Graphic display terminals generalize the potential ``interface space'' from the line of characters to a planar visual space. Pioneering work at the Xerox Palo Alto Research Center used high resolution bit-mapped displays to create a spatial metaphor in which concurrent processes are seen as spatially separate objects located on a ``desktop'' display . The Spatial Data Management System explored navigation through a ``dataland'' where the data could consist of color images, movies, and sounds, as well as iconic (quality font) representations of alphanumeric data .
Beyond the developments provoked by spatial metaphors, other uses of graphics displays are slower in evolving. One can speculate, for example, that color, depth representation, and iconography may better represent aspects of program structure and function such as scope, binding, and concurrent process execution.
In our work the power of the metaphor is explicitly acknowledged and a new metaphor is created. The title of this paper derives from the use of the word ``soft'' to describe computer interface whose design considers the computer user. Certainly the softest interface is another person-a programmer who can be instructed to accomplish the desired task.
Soft machine demonstrates an interface to several conventional computer programs (data-base query, electronic mail) that resembles interaction with a person. The interaction is in the form of an unconstrained spoken conversation with an electronic conversational partner (alter ego). The alter ego is an animated person-likeness that ``speaks'' with a high-quality speech synthesizer and ``listens'' with a continuous speech recognizer (Fig. 1). The animated image reflects the activity of the alter ego: the head motion of the likeness is consistent with attentive listening and the lips move with the alter ego's speech. The alter ego's conversational interests and visual character are easily personalized, suggesting `alter ego' for this conversational partner.
The alter ego's conversational ability resides in a pattern-matching script. Patterns consist of ordered lists of words, optionally separated by wild cards (which match anything) or digits (which match a particular number of arbitrary words). Each pattern is associated with a list of responses or response procedures. Patterns are arranged in ascending order of generality. The output of the speech recognizer is tested against the patterns until a match is found. One of the associated responses is selected and either spoken or executed (the lisp EVAL function is used to execute program fragments within the script). As an example, the user might say
"why are you taking so long?"The corresponding output of the speech recognizer is
(? are you???)which matches the pattern
(1 are you*)and provokes the response
"Do you think I am?"
The speech recognizer used in this work returns up to five words recognized from continuous speech (one or two words per sentence is typical performance) with indication of words which are heard but not recognized.
The conversational script is similar to the Eliza program  though less sophisticated.

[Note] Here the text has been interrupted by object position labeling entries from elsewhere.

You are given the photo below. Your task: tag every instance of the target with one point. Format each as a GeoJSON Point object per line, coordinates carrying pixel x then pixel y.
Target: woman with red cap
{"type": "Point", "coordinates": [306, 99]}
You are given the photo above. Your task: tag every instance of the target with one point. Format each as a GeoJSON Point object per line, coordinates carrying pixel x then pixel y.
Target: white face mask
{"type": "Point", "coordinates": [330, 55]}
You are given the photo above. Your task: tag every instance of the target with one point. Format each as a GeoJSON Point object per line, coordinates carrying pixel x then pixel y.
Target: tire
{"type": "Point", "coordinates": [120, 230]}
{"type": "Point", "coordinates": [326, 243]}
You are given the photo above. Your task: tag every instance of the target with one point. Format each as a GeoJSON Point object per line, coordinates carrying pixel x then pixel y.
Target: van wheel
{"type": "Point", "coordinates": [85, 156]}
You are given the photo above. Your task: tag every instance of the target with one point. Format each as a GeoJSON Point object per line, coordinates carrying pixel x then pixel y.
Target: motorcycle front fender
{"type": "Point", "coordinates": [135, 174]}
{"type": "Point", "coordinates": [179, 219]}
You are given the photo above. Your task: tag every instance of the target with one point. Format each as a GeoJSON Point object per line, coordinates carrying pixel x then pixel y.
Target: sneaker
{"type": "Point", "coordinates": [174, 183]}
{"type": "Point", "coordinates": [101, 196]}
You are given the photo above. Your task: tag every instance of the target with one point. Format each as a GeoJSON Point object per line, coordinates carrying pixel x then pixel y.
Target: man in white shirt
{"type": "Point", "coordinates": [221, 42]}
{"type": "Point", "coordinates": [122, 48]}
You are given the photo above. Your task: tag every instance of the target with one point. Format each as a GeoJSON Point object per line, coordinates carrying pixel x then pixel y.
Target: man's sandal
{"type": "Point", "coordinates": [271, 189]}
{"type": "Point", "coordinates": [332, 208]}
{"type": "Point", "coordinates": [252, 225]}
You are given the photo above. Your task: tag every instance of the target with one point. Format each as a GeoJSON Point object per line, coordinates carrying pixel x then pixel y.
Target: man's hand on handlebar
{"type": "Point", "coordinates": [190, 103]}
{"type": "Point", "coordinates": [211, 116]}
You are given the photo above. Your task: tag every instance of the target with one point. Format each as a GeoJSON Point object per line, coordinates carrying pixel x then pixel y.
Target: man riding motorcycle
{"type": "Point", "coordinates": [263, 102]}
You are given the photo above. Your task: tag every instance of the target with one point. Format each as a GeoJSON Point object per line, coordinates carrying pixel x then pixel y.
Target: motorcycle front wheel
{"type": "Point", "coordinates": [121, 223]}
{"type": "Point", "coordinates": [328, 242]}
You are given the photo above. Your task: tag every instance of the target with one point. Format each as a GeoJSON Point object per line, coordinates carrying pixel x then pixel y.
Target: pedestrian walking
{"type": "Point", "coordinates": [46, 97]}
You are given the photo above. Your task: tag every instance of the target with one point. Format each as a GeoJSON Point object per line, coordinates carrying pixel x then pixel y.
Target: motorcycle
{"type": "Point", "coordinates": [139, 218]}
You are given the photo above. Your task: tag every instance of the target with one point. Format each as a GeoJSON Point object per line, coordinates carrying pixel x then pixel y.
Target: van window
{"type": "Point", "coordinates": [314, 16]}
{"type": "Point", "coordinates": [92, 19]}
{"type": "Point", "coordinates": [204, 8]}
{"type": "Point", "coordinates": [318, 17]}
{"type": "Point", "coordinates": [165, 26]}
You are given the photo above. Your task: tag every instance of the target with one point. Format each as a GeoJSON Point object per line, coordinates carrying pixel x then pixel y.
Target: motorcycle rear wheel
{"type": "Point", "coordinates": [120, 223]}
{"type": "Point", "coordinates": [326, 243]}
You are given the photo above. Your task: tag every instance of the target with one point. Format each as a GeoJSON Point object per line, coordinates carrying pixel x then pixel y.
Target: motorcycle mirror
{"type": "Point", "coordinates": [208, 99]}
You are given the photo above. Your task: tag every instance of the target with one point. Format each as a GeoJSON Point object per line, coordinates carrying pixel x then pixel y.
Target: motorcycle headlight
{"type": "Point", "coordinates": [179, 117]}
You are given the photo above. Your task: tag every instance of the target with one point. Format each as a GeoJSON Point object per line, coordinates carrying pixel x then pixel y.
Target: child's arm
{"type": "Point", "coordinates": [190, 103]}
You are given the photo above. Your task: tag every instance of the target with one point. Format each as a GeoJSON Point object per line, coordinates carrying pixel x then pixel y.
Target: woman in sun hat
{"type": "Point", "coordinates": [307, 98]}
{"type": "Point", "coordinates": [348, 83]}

The purpose of soft machine's conversational ability is not to simulate conversation with another human but to complete the personal metaphor while functioning as a sophisticated means of conversational prompting and system feedback. Thus, script responses serve to indicate the system's misunderstanding in a friendly and interesting way, and to encourage the user's continued and uninhibited interaction.
A variety of statements replace the usual ``?Unrecognized Command'', helping to overcome the frustration which often results from the limitations of current speech recognition systems  . The user's inquiry or expression of frustration may result in the amusing ``clearly this is an existential matter'' or the potentially constructive ``we were reading your mail'' rather than the illegal command syndrome.
Unconstrained (stateless) conversation was a major goal of this work. The vocabulary is carefully selected to consist of words which may be used in more than one application, as well as general words which support the conversation. Each word has a context list, and recognized speech is examined by a context monitor program to determine to which program it is addressed. Thus, `next' may refer to the next piece of mail or the next database entry, or (as a non-sequitur) become the object of a conversational remark. The context monitor uses a number of obvious heuristics to determine the applicability of the recognized words and to discard words which may be spuriously recognized or are currently inapplicable. Application programs maintain a status message which is spoken if no applicable input is recognized in the course of several conversational exchanges.
A contrived but realistic example of a conversation which Soft Machine follows (recognized words are indicated):
machine: Welcome to the machine.
u: I want to see the Rotch database.
m: Speak up.
u: Show me the Rotch database.
m: The Rotch slideathon is available.
u: Show me buildings in Massachusetts, 1950 to 1960.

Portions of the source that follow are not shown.